E-Com Centers

Project
- Construction started: 2006
- Opening date: 2008 (first building)
- Status: In progress
- Architect: Arquitectonica
- Operator: SM Prime Commercial Properties Group

Physical features
- Major buildings: One E-com Center; Two E-com Center; Three E-com Center; Four E-com Center; Five E-com Center; ;

Location
- Place in Philippines
- Location in Metro Manila, Philippines
- Coordinates: 14°32′22″N 120°58′55″E﻿ / ﻿14.5394°N 120.9819°E
- Country: Philippines
- Location: Central Business Park I-A, Pasay, Metro Manila

= E-Com Centers =

The E-Com Centers (Note: Names of the buildings are stylized as OneE-com Center, TwoE-com Center, ThreeE-com Center, FourE-com Center, and FiveE-com Center) are a complex of office buildings that are part of the Mall of Asia Complex at the Central Business Park I-A in Pasay, Metro Manila, Philippines.

==History==
The SM Group had the groundbreaking of the first structure, the One E-Com Center on March 8, 2006 near the nearly complete SM Mall of Asia in an area the company then refer to as the "SM Central Business Park" (renamed as the Mall of Asia Complex in 2007) The office building was meant to house business process outsourcing and other technology-oriented companies. One E-Com Center was completed in 2008.

The E-Com Center complex was reportedly planned to contain six buildings as early as 2014.

Two E-Com Center, the second building in the complex, was completed in December 2011. Five E-Com Center, the third structure, was launched in May 2012.

This was followed by the Three E-Com Center which broke ground in 2014 and opened in 2018, and the launch of the Four E-Com in 2023.

As of 2026, Six E-Com Center is under construction as the latest addition to the E-Com development.

==Architecture and design==
The E-Com Centers was designed by Arquitectonica. The developers of the complex is restricted by the building height restrictions imposed on the area due to proximity to the Ninoy Aquino International Airport.
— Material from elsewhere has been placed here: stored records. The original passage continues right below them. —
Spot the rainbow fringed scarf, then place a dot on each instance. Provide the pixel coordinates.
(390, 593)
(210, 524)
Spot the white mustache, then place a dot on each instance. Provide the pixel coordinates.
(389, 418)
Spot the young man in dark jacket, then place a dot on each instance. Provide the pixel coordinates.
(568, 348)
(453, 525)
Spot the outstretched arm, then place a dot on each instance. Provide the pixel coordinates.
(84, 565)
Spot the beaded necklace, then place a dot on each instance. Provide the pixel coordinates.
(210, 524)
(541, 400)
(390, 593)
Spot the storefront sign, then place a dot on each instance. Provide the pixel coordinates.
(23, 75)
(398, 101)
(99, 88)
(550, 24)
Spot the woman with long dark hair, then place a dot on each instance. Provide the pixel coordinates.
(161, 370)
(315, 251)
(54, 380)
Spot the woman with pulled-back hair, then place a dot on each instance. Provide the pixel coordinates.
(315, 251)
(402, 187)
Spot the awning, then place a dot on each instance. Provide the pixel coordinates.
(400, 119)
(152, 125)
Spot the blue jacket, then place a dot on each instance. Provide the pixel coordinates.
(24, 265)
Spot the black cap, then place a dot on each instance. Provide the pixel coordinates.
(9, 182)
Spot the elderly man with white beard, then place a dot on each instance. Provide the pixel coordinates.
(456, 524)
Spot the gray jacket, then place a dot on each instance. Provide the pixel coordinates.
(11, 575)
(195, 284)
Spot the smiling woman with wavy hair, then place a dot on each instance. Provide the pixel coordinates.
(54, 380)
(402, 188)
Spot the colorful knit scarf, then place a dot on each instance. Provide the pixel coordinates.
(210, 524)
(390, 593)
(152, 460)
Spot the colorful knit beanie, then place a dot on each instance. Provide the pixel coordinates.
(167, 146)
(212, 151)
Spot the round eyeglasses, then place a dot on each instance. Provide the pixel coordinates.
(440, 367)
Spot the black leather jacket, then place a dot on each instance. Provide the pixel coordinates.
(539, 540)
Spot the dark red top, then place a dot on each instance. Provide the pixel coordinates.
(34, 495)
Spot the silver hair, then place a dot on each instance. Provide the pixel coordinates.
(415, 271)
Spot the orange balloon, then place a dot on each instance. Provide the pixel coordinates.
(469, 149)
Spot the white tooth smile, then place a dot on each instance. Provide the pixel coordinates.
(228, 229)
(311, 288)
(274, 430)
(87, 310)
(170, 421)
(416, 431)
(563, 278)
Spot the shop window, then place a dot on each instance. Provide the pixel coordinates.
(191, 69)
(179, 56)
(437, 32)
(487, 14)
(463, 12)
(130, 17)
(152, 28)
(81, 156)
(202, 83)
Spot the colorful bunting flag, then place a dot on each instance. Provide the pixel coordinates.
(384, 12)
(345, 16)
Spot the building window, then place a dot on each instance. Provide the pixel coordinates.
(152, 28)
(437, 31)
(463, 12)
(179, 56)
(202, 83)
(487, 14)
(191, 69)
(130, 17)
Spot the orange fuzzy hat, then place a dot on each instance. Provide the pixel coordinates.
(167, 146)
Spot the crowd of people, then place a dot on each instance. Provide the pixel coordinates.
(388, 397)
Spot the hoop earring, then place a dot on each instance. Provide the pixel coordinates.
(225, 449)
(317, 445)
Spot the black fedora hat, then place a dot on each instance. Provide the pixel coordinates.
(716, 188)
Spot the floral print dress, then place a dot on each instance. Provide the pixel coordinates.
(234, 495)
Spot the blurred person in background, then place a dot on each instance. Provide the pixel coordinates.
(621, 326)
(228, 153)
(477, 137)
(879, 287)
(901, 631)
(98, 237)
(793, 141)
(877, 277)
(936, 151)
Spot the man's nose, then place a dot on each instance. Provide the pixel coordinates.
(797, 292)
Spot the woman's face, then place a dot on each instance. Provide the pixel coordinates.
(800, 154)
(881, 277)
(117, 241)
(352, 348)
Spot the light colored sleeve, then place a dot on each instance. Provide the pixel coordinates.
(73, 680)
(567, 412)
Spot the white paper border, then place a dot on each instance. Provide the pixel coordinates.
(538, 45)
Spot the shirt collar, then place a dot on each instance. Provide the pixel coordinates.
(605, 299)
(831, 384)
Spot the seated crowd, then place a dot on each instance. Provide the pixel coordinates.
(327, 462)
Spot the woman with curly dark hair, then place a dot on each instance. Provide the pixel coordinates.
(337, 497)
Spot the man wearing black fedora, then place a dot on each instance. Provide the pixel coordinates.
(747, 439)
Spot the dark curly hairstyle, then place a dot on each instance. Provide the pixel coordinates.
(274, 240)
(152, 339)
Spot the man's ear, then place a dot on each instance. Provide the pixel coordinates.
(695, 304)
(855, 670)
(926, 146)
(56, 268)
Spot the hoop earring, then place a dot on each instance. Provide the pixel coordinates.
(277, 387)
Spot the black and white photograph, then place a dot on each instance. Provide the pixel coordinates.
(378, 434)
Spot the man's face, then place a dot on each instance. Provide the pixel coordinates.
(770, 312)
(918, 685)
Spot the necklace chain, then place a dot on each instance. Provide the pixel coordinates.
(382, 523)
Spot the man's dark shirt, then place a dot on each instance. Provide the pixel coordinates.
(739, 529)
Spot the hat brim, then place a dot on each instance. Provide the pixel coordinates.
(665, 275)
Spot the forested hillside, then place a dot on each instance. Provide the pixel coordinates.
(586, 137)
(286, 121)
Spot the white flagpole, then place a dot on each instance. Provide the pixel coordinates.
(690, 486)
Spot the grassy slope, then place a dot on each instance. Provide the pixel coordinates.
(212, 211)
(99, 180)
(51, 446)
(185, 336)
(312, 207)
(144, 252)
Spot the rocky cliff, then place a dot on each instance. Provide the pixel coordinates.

The complex's plan includes six main buildings, each built on roughly 10,000 sqm of land.

As of 2026, the Three E-com Center, Four E-com Center and Five E-com Center have LEED Gold certification.

==Buildings==

| Building | Picture | Opened | Storeys | Gross floor area | Ref. |
|---|---|---|---|---|---|
| One E-Com Center |  | 2008 | 10 | 105,857 m^{2} (1,139,440 sq ft) |  |
| Two E-Com Center |  | 2012 | 15 | 104,000 m^{2} (1,120,000 sq ft) |  |
| Five E-Com Center |  | 2015 | 15 | 138,000 m^{2} (1,490,000 sq ft) |  |
| Three E-Com Center |  | 2018 | 15 | 121,000 m^{2} (1,300,000 sq ft) |  |
| Four E-Com Center |  | 2022–2023 | 15 | 174,000 m^{2} (1,870,000 sq ft) |  |
| Six E-Com Center |  | Under construction |  |  |  |

==Incidents==
- September 11, 2025: A video circulated online showing security personnel apprehending a stray dog in front of the One E-Com Center. The incident, which showed the dog visibly distressed, drew significant public criticism and sparked a debate on the mall's policies regarding stray animals. The video's uploader and many online commentators questioned the mall's approach, comparing it unfavorably to the practices of other establishments, such as other malls, which are often praised for their animal welfare initiatives. The incident reignited a broader conversation about corporate responsibility towards strays in public spaces. After the backlash, the dog was brought to the Pasay City Veterinary Office and was declared safe.
- December 21, 2025: A fire was reported at the 6th floor of the Three E-Com Center. It was declared under control at 11:16 pm.